I am convinced Dijkstra was right.
By testing we can only ensure that a finite set of executions is bug-free, even using the latest techniques. Given the specification of a program, testing traditionally consists of running the program on a finite set of inputs and verifying that the observed behaviour conforms to the specification. A deviation from the specification is a bug.
More generally, one could view testing as exercising different executions of a program (depending on input, scheduling,...). Symbolic representations of the state space efficiently reduce its size, but it's still only possible to explore a finite part of the space, limited by the available memory and time. However, proving a program means assuring that it's behaviour is correct for all possible executions.
One could rephrase the question as "is it possible to ensure that all bugs are caught (i.e., all executions match the specification) by examining only a finite set of executions"? Two major problems arise: some real systems have orders of magnitude more executions than what we can test, while other real systems may even have an infinite set of possible executions (even when represented symbolically). For example, decisions in BFT protocols can be delayed forever by an attacker. In this case, is it possible to test a finite number of executions and prove the absence of bugs in the protocol? By doing this, we are likely to miss the critical situation where some counters used in the protocol simultaneously overflow because this happens in a particular set of executions which are very long. Is it possible to find a finite set of executions such that all remaining ones are isomorphic to one tested execution ? Certainly not, or else we could solve the halting problem.

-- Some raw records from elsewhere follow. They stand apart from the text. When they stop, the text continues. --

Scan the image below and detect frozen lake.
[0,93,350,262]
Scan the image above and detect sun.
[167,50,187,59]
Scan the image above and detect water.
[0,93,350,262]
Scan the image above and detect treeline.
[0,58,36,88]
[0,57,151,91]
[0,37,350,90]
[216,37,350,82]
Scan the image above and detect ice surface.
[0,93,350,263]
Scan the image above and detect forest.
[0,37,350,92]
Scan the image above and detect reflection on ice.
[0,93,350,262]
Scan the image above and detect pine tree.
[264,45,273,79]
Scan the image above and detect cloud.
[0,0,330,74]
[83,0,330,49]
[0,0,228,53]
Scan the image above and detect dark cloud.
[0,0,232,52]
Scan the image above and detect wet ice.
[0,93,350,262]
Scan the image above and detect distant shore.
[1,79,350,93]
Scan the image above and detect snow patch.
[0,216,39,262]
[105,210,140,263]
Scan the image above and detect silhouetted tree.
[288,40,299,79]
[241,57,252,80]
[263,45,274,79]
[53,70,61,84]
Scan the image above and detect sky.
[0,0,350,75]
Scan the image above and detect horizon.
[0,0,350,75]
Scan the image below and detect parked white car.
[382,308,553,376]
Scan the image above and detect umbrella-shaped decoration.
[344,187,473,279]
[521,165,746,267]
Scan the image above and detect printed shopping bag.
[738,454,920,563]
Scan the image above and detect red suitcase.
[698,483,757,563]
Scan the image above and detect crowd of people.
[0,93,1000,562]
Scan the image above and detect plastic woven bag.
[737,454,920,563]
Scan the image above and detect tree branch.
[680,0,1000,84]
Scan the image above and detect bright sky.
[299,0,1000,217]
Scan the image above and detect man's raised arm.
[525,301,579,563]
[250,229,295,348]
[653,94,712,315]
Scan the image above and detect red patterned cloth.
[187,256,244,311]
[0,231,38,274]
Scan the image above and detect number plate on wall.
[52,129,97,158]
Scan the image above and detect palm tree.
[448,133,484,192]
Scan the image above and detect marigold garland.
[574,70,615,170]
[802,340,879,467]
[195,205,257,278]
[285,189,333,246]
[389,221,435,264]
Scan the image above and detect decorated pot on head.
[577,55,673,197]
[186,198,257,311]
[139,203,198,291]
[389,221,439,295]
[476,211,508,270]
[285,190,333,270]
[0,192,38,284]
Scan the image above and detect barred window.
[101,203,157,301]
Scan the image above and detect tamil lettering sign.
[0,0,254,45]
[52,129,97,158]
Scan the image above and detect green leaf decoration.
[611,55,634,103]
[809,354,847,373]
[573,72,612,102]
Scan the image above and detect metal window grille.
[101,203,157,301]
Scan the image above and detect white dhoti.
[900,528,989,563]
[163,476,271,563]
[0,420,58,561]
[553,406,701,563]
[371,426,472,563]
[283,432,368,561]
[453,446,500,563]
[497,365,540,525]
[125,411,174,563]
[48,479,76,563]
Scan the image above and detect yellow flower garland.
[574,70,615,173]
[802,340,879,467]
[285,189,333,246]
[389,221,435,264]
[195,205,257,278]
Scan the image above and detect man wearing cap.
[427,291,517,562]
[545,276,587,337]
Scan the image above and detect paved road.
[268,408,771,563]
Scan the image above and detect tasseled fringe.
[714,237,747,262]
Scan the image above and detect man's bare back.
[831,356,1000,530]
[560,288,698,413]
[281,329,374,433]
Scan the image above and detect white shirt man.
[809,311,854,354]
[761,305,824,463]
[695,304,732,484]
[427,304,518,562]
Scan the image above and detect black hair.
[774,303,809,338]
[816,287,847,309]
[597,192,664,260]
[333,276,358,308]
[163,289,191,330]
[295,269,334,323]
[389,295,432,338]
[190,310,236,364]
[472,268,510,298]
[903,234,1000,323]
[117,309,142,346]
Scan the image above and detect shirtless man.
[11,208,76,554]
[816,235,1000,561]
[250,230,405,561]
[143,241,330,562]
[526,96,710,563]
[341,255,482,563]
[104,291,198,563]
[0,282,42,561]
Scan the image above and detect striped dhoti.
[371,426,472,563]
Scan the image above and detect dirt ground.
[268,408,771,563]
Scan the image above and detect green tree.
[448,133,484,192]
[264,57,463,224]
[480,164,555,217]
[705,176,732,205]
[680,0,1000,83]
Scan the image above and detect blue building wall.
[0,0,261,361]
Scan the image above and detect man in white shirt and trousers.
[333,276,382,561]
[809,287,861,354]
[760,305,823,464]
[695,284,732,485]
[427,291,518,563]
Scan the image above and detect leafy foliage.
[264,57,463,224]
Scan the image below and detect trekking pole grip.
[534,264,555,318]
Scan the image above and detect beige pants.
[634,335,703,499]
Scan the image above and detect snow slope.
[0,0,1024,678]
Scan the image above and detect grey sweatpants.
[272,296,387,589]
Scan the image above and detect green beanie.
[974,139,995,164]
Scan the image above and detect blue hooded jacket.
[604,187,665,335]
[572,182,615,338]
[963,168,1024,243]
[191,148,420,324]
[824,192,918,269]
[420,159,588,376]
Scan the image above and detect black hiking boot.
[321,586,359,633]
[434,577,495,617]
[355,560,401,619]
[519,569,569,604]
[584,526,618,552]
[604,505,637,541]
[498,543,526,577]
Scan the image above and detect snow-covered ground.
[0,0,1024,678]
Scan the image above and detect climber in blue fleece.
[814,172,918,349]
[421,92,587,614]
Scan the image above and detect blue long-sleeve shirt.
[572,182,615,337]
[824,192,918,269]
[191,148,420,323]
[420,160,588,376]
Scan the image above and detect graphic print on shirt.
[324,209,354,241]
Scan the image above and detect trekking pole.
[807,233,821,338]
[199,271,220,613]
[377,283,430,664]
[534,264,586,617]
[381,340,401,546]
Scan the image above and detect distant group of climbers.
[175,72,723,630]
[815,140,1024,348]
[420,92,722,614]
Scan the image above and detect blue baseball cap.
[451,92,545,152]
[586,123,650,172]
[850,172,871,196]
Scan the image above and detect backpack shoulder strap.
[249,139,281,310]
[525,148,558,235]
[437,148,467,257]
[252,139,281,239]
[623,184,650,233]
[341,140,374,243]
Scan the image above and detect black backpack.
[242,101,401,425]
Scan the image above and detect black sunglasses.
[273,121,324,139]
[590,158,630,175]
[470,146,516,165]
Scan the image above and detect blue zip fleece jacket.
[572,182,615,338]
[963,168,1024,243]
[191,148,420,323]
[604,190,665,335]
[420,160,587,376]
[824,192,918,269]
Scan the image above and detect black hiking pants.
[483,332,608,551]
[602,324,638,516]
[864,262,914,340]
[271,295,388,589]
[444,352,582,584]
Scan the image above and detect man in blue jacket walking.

One could argue that a real system will not exercise all of its possible executions, so we need only check those that will indeed occur. This approach suffers from important problems: First, how does one determine the set of executions that should be tested? Usage of a system cannot be predicted in general, as customer's needs are specified only informally and bound to change. Second, software engineering heavily relies on abstraction and, in order to manage complexity, it is crucial to be able to trust our building blocks. We therefore must test all the layers underneath our program, in order to prove that the program will work correctly.